The Hypoxia Response Pathway is Functional Despite a Mutation in HIF‐1α in the Antarctic Notothenioid Fish Notothenia coriiceps

Antarctic notothenioid fishes have evolved in the icy‐cold and oxygen‐rich Southern Ocean, which may have reduced selective pressure to maintain a robust molecular response to hypoxia. Prior studies in Antarctic fishes have shown that the master transcriptional regulator of oxygen homeostasis, hypoxia‐ inducible factor‐1α (HIF‐1α), has a polyglutamine and glutamic acid insertion mutation that varies in length from 16 to 34 amino acids. Although HIF‐1α accumulates in the nucleus of cardiac myocytes of the Antarctic fish Notothenia coriiceps exposed to hypoxia, the expression of glycolytic genes is not induced. This study sought to better characterize the hypoxia response in N. coriiceps, a non‐model organism, by creating a pathway association pipeline to efficiently quantify changes in gene expression in heart ventricle, brain, liver, and gill tissues. RNA‐Seq was conducted in animals held at normoxia (10 mg L ‐1 O 2 ) or hypoxia (2 mg L ‐1 O 2 ) for 12 hours. Levels of glycogen and lactate were also quantified to determine if hypoxia induces a shift towards anaerobic metabolism.
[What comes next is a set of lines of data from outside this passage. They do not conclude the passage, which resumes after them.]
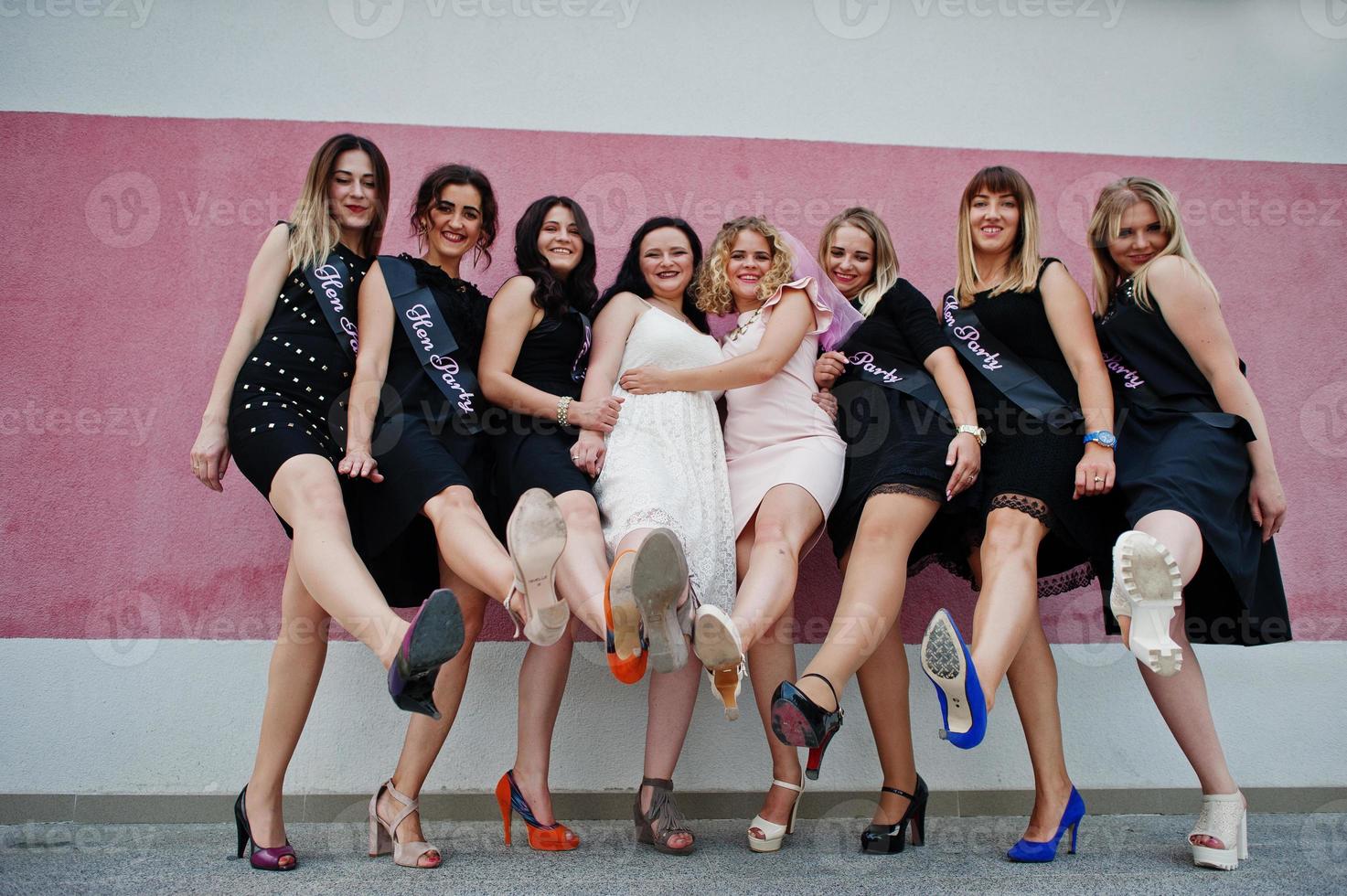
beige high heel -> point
(381, 834)
(717, 643)
(775, 834)
(536, 537)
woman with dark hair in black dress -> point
(421, 330)
(282, 379)
(1198, 481)
(534, 360)
(1022, 330)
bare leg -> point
(1010, 602)
(296, 663)
(884, 688)
(424, 736)
(871, 591)
(1181, 699)
(786, 519)
(1033, 682)
(467, 545)
(541, 683)
(771, 662)
(583, 566)
(307, 495)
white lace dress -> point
(666, 458)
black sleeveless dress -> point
(422, 445)
(894, 443)
(1178, 450)
(534, 452)
(1031, 465)
(290, 399)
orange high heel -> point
(550, 838)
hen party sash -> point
(1001, 367)
(329, 282)
(891, 373)
(430, 337)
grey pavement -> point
(1117, 855)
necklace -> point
(737, 332)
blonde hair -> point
(712, 281)
(885, 259)
(314, 230)
(1022, 271)
(1105, 225)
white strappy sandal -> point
(1226, 818)
(536, 537)
(1147, 586)
(774, 834)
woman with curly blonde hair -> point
(785, 458)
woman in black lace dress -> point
(283, 379)
(1198, 483)
(1022, 330)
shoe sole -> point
(720, 654)
(536, 537)
(659, 578)
(1153, 588)
(438, 636)
(943, 662)
(791, 728)
(626, 616)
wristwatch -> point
(976, 432)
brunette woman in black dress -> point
(421, 330)
(1198, 481)
(282, 379)
(1024, 333)
(899, 386)
(534, 360)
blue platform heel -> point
(1032, 850)
(947, 663)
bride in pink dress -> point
(785, 461)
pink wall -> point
(130, 240)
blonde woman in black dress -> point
(1198, 481)
(276, 410)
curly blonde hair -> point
(712, 281)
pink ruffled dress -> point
(775, 434)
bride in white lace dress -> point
(661, 491)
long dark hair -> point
(435, 182)
(550, 293)
(629, 278)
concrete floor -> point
(1118, 855)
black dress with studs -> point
(290, 399)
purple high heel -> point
(265, 859)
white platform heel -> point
(775, 834)
(1226, 818)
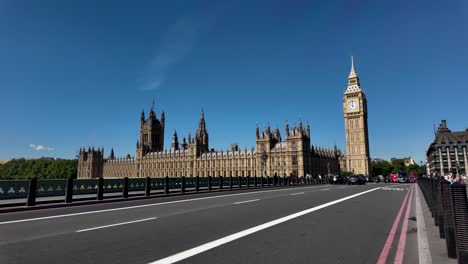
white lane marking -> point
(248, 201)
(216, 243)
(297, 193)
(148, 205)
(423, 242)
(124, 223)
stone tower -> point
(90, 163)
(298, 140)
(151, 133)
(201, 137)
(355, 116)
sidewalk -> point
(437, 246)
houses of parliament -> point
(291, 155)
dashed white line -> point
(124, 223)
(221, 241)
(296, 193)
(248, 201)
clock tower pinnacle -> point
(355, 116)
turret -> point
(175, 142)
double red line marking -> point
(401, 243)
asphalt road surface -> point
(306, 224)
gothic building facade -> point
(271, 156)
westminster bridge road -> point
(306, 224)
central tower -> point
(355, 116)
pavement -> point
(303, 224)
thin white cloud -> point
(40, 147)
(178, 41)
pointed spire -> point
(201, 124)
(352, 73)
(257, 132)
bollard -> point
(440, 213)
(166, 185)
(100, 190)
(460, 212)
(32, 192)
(69, 191)
(449, 225)
(125, 188)
(148, 186)
(182, 186)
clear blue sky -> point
(78, 73)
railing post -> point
(148, 186)
(166, 185)
(460, 212)
(69, 191)
(125, 188)
(32, 192)
(100, 190)
(449, 225)
(182, 186)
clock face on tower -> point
(353, 105)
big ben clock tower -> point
(355, 115)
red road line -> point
(388, 244)
(401, 244)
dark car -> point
(356, 179)
(336, 179)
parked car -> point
(336, 179)
(356, 179)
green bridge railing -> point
(79, 189)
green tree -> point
(39, 168)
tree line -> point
(38, 168)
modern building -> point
(193, 157)
(355, 116)
(448, 152)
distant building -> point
(192, 157)
(447, 152)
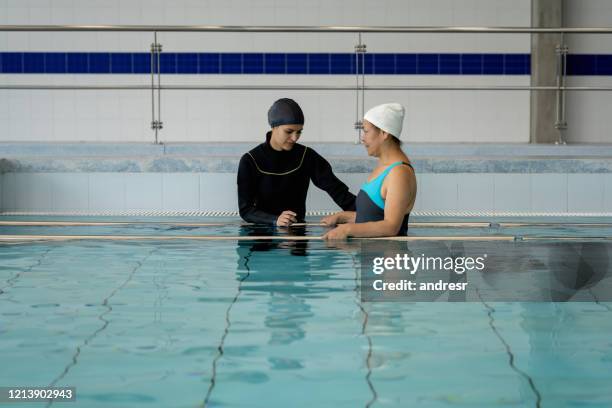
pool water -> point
(257, 323)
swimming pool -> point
(255, 322)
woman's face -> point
(284, 137)
(372, 138)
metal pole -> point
(305, 87)
(153, 120)
(308, 29)
(363, 48)
(159, 121)
(358, 125)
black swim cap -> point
(285, 111)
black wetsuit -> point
(271, 181)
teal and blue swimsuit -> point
(370, 205)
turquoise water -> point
(277, 324)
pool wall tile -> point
(107, 192)
(33, 192)
(8, 192)
(475, 192)
(438, 191)
(585, 192)
(70, 191)
(218, 192)
(143, 191)
(512, 192)
(549, 192)
(607, 183)
(181, 191)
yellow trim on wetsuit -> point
(279, 174)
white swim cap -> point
(388, 117)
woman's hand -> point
(341, 232)
(330, 220)
(286, 219)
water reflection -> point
(290, 274)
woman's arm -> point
(247, 194)
(341, 217)
(323, 177)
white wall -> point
(588, 112)
(440, 116)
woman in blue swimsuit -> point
(384, 202)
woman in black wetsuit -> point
(384, 202)
(273, 178)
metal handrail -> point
(308, 29)
(305, 87)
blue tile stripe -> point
(290, 63)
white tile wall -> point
(125, 115)
(70, 191)
(107, 192)
(512, 192)
(585, 192)
(181, 191)
(475, 192)
(607, 182)
(33, 192)
(438, 191)
(143, 191)
(9, 199)
(217, 192)
(549, 192)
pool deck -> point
(345, 157)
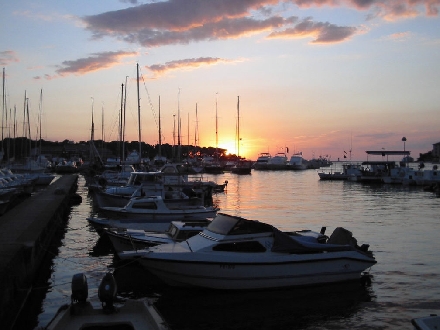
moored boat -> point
(134, 314)
(133, 239)
(233, 253)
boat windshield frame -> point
(229, 225)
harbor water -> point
(400, 223)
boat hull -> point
(295, 270)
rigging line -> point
(150, 102)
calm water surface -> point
(400, 223)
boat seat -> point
(342, 236)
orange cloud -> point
(161, 69)
(321, 32)
(97, 61)
(8, 56)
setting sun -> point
(231, 148)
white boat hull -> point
(300, 270)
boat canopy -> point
(387, 152)
(224, 224)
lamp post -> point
(404, 155)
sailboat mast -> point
(160, 134)
(179, 148)
(123, 123)
(41, 113)
(3, 108)
(238, 127)
(29, 128)
(120, 123)
(139, 113)
(216, 127)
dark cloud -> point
(184, 21)
(225, 29)
(319, 31)
(95, 62)
(8, 56)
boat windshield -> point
(222, 224)
(228, 225)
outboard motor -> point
(79, 288)
(107, 292)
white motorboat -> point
(297, 162)
(139, 314)
(154, 208)
(233, 253)
(348, 170)
(135, 239)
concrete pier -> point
(25, 233)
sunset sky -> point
(317, 76)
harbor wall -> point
(26, 232)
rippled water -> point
(400, 223)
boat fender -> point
(102, 182)
(79, 288)
(366, 279)
(107, 292)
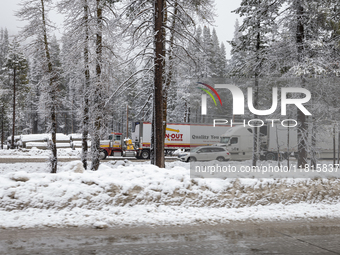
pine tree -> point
(35, 13)
(16, 66)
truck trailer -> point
(274, 141)
(177, 136)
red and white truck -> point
(178, 136)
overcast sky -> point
(224, 22)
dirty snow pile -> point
(126, 193)
(38, 153)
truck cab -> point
(239, 142)
(116, 146)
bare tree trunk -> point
(52, 94)
(2, 127)
(171, 65)
(255, 99)
(95, 145)
(86, 88)
(313, 140)
(14, 94)
(301, 118)
(158, 83)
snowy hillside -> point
(138, 193)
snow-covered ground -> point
(38, 153)
(130, 193)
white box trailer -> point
(178, 136)
(273, 142)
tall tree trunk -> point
(86, 88)
(2, 127)
(52, 94)
(256, 96)
(301, 118)
(171, 65)
(158, 83)
(14, 95)
(95, 145)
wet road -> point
(298, 237)
(42, 160)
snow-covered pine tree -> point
(35, 13)
(16, 67)
(258, 22)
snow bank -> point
(38, 153)
(127, 193)
(128, 184)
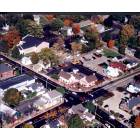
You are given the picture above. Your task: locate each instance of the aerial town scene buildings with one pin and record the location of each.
(69, 70)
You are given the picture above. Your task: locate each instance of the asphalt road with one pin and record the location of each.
(76, 99)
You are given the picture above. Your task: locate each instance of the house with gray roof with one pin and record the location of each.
(18, 82)
(6, 71)
(82, 112)
(31, 44)
(48, 100)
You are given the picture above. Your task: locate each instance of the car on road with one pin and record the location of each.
(97, 55)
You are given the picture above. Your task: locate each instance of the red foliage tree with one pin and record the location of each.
(137, 122)
(50, 17)
(111, 43)
(12, 37)
(67, 22)
(76, 28)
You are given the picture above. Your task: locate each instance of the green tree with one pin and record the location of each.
(133, 42)
(56, 24)
(34, 58)
(93, 38)
(75, 122)
(90, 106)
(135, 21)
(47, 55)
(22, 25)
(27, 125)
(126, 32)
(12, 97)
(121, 50)
(35, 29)
(55, 76)
(4, 46)
(15, 53)
(28, 26)
(107, 37)
(137, 53)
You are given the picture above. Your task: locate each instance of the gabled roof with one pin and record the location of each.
(14, 80)
(64, 74)
(91, 78)
(118, 65)
(30, 41)
(78, 109)
(53, 94)
(5, 68)
(133, 102)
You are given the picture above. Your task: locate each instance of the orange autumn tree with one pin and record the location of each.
(49, 17)
(76, 28)
(67, 22)
(12, 37)
(137, 122)
(111, 43)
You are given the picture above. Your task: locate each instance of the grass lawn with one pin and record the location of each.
(109, 53)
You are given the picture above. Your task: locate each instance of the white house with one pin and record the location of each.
(49, 99)
(26, 61)
(18, 82)
(100, 28)
(76, 77)
(133, 89)
(37, 87)
(89, 81)
(82, 112)
(31, 44)
(112, 72)
(7, 110)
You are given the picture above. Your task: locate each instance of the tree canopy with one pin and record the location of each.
(47, 55)
(75, 122)
(28, 26)
(12, 97)
(126, 32)
(56, 24)
(135, 21)
(12, 37)
(34, 58)
(137, 122)
(90, 106)
(15, 53)
(27, 125)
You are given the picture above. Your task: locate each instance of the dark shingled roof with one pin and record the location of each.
(91, 78)
(4, 68)
(5, 84)
(64, 74)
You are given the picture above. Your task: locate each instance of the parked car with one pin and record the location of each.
(97, 55)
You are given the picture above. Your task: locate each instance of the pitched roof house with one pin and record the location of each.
(49, 99)
(18, 82)
(6, 71)
(31, 44)
(82, 112)
(71, 78)
(119, 66)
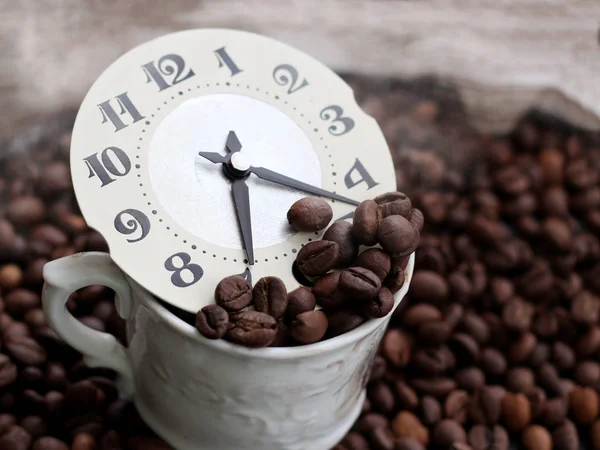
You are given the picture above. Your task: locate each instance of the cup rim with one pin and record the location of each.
(275, 353)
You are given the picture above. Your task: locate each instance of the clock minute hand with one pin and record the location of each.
(213, 157)
(241, 200)
(278, 178)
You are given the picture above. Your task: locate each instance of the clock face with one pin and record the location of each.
(244, 101)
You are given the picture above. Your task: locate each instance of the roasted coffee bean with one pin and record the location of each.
(343, 320)
(394, 203)
(310, 214)
(516, 411)
(359, 283)
(300, 300)
(395, 279)
(583, 404)
(15, 439)
(326, 291)
(448, 433)
(269, 295)
(233, 293)
(456, 406)
(253, 329)
(318, 257)
(396, 348)
(485, 406)
(375, 260)
(396, 235)
(565, 437)
(407, 425)
(495, 437)
(309, 327)
(378, 306)
(212, 322)
(340, 232)
(365, 223)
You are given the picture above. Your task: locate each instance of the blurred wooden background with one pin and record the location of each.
(505, 55)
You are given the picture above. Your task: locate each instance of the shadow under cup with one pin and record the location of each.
(212, 394)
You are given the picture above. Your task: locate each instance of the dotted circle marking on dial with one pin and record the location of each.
(155, 212)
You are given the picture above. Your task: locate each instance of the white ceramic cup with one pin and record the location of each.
(200, 394)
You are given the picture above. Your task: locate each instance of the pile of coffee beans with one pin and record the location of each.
(337, 301)
(498, 340)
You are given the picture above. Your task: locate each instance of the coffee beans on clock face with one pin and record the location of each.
(355, 270)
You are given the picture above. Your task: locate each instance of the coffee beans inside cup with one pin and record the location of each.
(347, 286)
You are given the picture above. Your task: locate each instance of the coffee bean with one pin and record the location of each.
(269, 295)
(470, 378)
(49, 443)
(212, 322)
(253, 329)
(456, 406)
(26, 350)
(485, 406)
(233, 293)
(419, 314)
(587, 373)
(309, 327)
(434, 333)
(8, 371)
(395, 279)
(555, 412)
(326, 291)
(429, 287)
(396, 235)
(492, 361)
(407, 425)
(536, 437)
(395, 347)
(318, 257)
(481, 437)
(380, 305)
(310, 214)
(365, 223)
(394, 203)
(407, 443)
(565, 437)
(583, 404)
(447, 433)
(516, 411)
(430, 410)
(375, 260)
(15, 439)
(300, 300)
(359, 283)
(407, 397)
(464, 348)
(343, 320)
(340, 232)
(436, 386)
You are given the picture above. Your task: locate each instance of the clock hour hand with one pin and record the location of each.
(278, 178)
(241, 200)
(213, 157)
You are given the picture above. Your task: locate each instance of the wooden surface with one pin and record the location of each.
(505, 55)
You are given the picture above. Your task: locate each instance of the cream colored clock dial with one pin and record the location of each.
(167, 212)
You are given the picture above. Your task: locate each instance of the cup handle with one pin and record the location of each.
(64, 276)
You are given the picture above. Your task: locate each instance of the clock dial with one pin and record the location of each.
(169, 213)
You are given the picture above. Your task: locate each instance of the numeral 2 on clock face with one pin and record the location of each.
(112, 161)
(166, 66)
(185, 273)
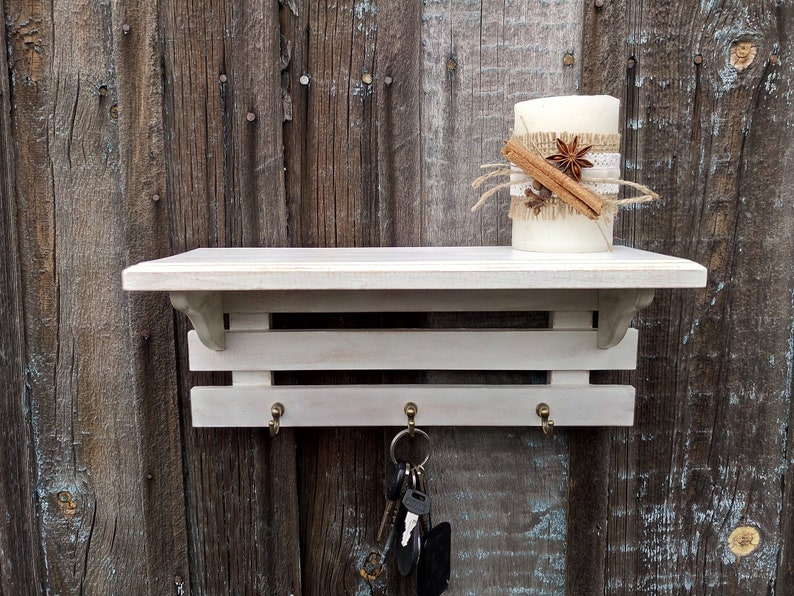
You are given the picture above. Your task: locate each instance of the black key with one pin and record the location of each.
(434, 565)
(394, 493)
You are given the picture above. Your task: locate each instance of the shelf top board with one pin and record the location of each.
(409, 268)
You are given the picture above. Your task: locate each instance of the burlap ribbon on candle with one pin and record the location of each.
(528, 153)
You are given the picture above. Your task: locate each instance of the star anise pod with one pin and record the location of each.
(571, 159)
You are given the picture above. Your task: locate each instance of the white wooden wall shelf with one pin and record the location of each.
(250, 284)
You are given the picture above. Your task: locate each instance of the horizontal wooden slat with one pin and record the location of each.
(409, 268)
(439, 405)
(526, 349)
(409, 301)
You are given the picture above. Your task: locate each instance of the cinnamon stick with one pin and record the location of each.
(569, 190)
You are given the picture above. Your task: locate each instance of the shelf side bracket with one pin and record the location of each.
(205, 311)
(616, 309)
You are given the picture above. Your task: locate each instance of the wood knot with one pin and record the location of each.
(372, 567)
(744, 540)
(742, 54)
(66, 504)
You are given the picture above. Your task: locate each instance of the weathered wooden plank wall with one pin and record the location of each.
(130, 130)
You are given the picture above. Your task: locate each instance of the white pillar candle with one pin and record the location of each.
(569, 113)
(573, 114)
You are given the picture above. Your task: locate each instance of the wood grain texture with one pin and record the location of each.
(111, 488)
(224, 157)
(714, 366)
(69, 124)
(17, 574)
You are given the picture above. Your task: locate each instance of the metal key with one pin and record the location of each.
(399, 483)
(408, 543)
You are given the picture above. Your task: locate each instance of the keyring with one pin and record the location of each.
(405, 432)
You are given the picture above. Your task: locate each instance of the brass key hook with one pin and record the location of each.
(276, 411)
(411, 410)
(544, 412)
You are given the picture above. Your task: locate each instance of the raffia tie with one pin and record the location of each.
(574, 193)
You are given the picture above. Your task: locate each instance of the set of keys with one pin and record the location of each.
(406, 526)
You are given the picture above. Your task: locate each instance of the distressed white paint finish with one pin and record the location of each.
(281, 301)
(430, 349)
(438, 405)
(409, 268)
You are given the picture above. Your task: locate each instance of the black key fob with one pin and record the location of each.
(434, 564)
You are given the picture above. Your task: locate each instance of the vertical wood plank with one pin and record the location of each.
(20, 532)
(150, 345)
(478, 60)
(224, 113)
(68, 121)
(714, 365)
(349, 144)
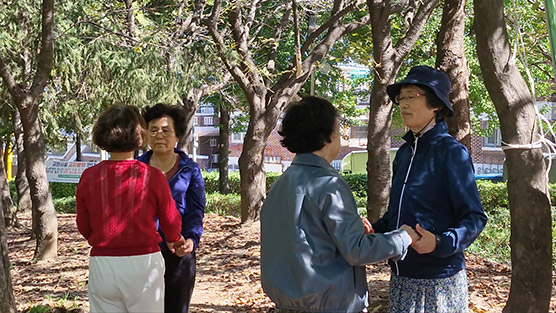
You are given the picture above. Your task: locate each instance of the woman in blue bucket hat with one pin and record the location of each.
(434, 191)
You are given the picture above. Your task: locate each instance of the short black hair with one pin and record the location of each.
(308, 125)
(176, 112)
(434, 102)
(120, 128)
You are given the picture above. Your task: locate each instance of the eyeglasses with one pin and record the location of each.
(398, 98)
(166, 132)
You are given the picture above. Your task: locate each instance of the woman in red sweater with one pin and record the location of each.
(117, 201)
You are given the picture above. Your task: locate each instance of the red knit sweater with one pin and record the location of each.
(117, 202)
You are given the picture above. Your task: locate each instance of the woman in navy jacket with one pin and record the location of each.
(165, 125)
(434, 191)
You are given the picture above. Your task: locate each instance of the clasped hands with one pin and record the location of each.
(422, 240)
(181, 247)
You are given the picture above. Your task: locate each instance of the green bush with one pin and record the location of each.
(493, 195)
(224, 204)
(65, 204)
(358, 185)
(62, 190)
(357, 182)
(211, 181)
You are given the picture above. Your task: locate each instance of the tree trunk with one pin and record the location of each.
(46, 232)
(223, 150)
(78, 152)
(529, 203)
(251, 164)
(22, 185)
(378, 150)
(451, 59)
(388, 57)
(7, 300)
(27, 102)
(5, 197)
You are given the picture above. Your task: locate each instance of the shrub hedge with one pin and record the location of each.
(492, 243)
(494, 196)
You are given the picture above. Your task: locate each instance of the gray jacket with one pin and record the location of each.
(313, 246)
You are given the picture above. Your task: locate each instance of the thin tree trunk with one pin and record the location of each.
(251, 164)
(78, 152)
(223, 150)
(5, 197)
(44, 216)
(451, 59)
(530, 241)
(7, 300)
(27, 102)
(190, 105)
(22, 185)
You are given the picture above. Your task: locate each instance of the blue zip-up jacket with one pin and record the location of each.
(188, 191)
(313, 245)
(433, 184)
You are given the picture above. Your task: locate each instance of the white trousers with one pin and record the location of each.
(127, 284)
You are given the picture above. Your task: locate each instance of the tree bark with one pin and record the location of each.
(530, 241)
(44, 215)
(78, 152)
(27, 102)
(223, 150)
(7, 300)
(266, 96)
(190, 105)
(22, 184)
(451, 59)
(388, 57)
(5, 197)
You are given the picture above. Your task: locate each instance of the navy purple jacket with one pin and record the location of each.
(188, 191)
(433, 184)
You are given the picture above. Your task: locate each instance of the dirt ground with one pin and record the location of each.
(227, 272)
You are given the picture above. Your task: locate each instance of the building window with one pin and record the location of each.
(238, 137)
(206, 110)
(494, 140)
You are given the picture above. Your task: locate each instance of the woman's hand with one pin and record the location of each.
(174, 247)
(427, 242)
(368, 226)
(414, 236)
(186, 248)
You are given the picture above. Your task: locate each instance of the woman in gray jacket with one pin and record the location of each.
(313, 243)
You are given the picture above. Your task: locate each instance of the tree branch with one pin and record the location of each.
(46, 54)
(9, 80)
(221, 46)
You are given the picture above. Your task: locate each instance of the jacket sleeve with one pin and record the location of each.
(465, 203)
(192, 220)
(346, 229)
(82, 217)
(167, 214)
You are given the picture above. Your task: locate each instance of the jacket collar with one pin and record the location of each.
(311, 159)
(184, 159)
(439, 128)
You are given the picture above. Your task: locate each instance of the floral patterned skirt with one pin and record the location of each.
(444, 295)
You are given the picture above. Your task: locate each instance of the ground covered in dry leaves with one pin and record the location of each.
(227, 273)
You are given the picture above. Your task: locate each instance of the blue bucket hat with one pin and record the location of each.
(423, 75)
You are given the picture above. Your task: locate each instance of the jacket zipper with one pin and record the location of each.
(413, 151)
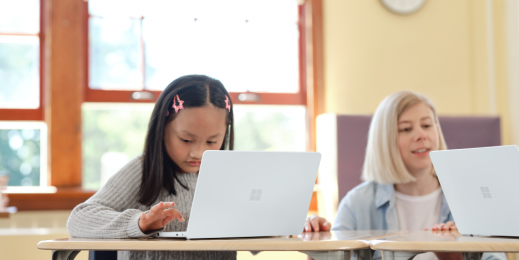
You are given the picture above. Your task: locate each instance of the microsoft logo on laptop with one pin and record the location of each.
(255, 194)
(486, 193)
Despite an increase in HIF‐1α protein levels in heart ventricles of N. coriiceps in response to hypoxia, the expression of only 22 genes increased, none of which are known to be regulated by HIF‐1. Liver displayed the most robust molecular response to hypoxia with the expression of 664 genes significantly changing, including an upregulation of genes in the MAP kinase and FoxO pathways and ones involved in glycolytic metabolism and vascular remodeling. Consistent with this, levels of lactate significantly increased and glycogen levels tended to decrease ( P = 0.19) only in liver in response to hypoxia. Overall, the molecular response to hypoxia appears diminished in some tissues, but not absent, in Antarctic fishes.